The Role of Growth Spurts

Growth doesn’t cause scoliosis, but it accelerates it. A child with a mild, undetectable curve at age 8 may see that curve double during the rapid skeletal growth of puberty. This is why most idiopathic scoliosis is caught between ages 10 and 14. The spine is lengthening quickly, and any asymmetry in vertebral growth gets amplified.

This growth connection also explains why early detection matters. Treatment like bracing can’t reverse a curve, but starting it before a growth spurt can prevent the curve from worsening. The American Academy of Pediatrics and several orthopedic organizations recommend screening girls at ages 10 and 12, and boys once at age 13 or 14, timed to catch curves before peak growth.

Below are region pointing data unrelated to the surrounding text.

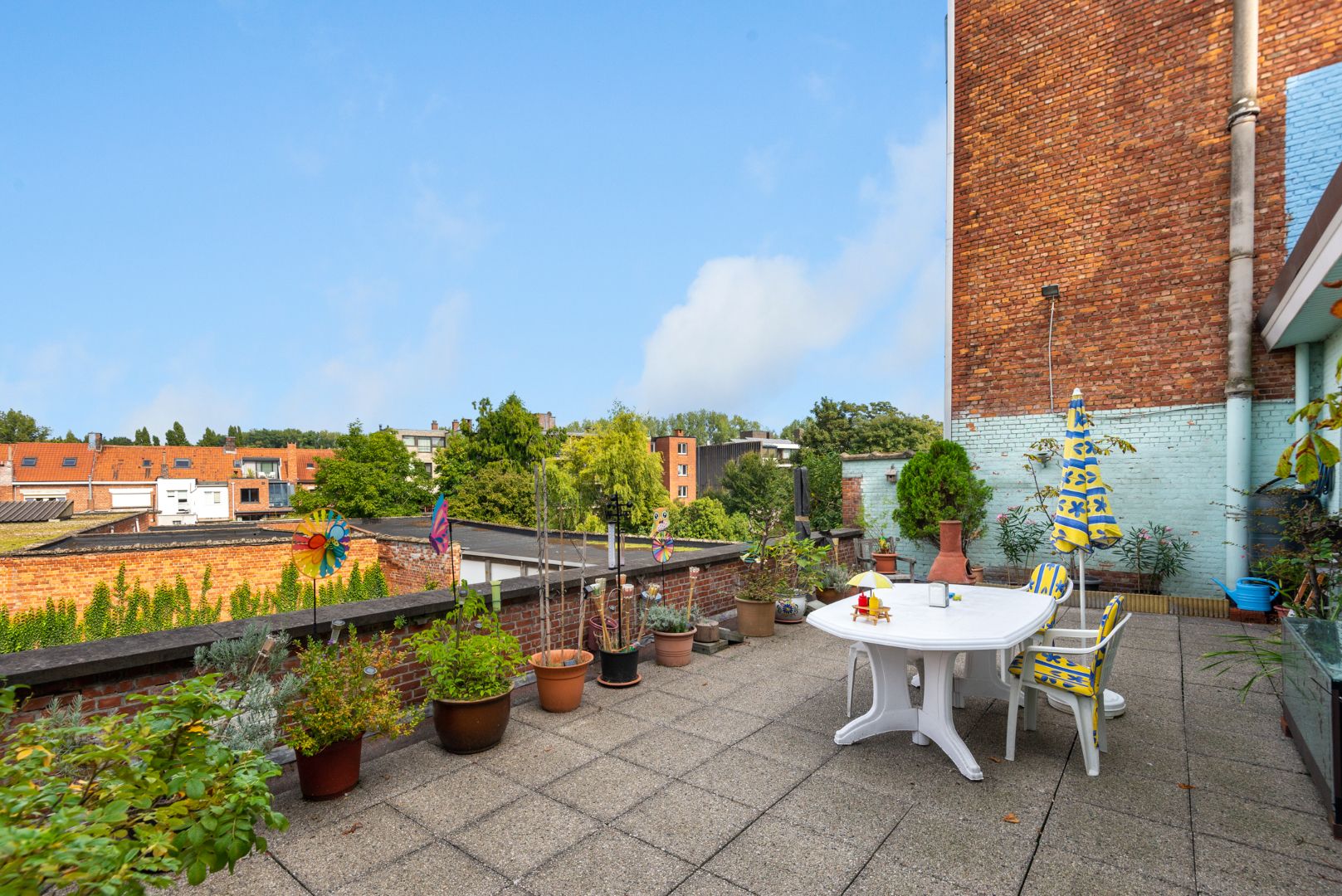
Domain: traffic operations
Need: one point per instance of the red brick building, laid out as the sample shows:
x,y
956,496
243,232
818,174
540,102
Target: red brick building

What Doesn’t Cause Scoliosis

Heavy backpacks are one of the most persistent concerns parents raise, but the evidence doesn’t support a connection. A study examining elementary students found that overweight backpacks were significantly associated with rounded shoulders and changes in upper and lower back posture, but showed no significant relationship with scoliosis. The scoliosis rate was essentially the same whether children carried standard-weight or overweight backpacks.

Poor posture, slouching, sleeping position, and sports participation also do not cause structural scoliosis. These factors can contribute to temporary postural asymmetry, which looks different on examination and resolves when the child changes position. Structural scoliosis involves actual rotation and reshaping of the vertebrae, which external habits don’t produce. If your child has been diagnosed with scoliosis, it’s not the result of anything they did or didn’t do.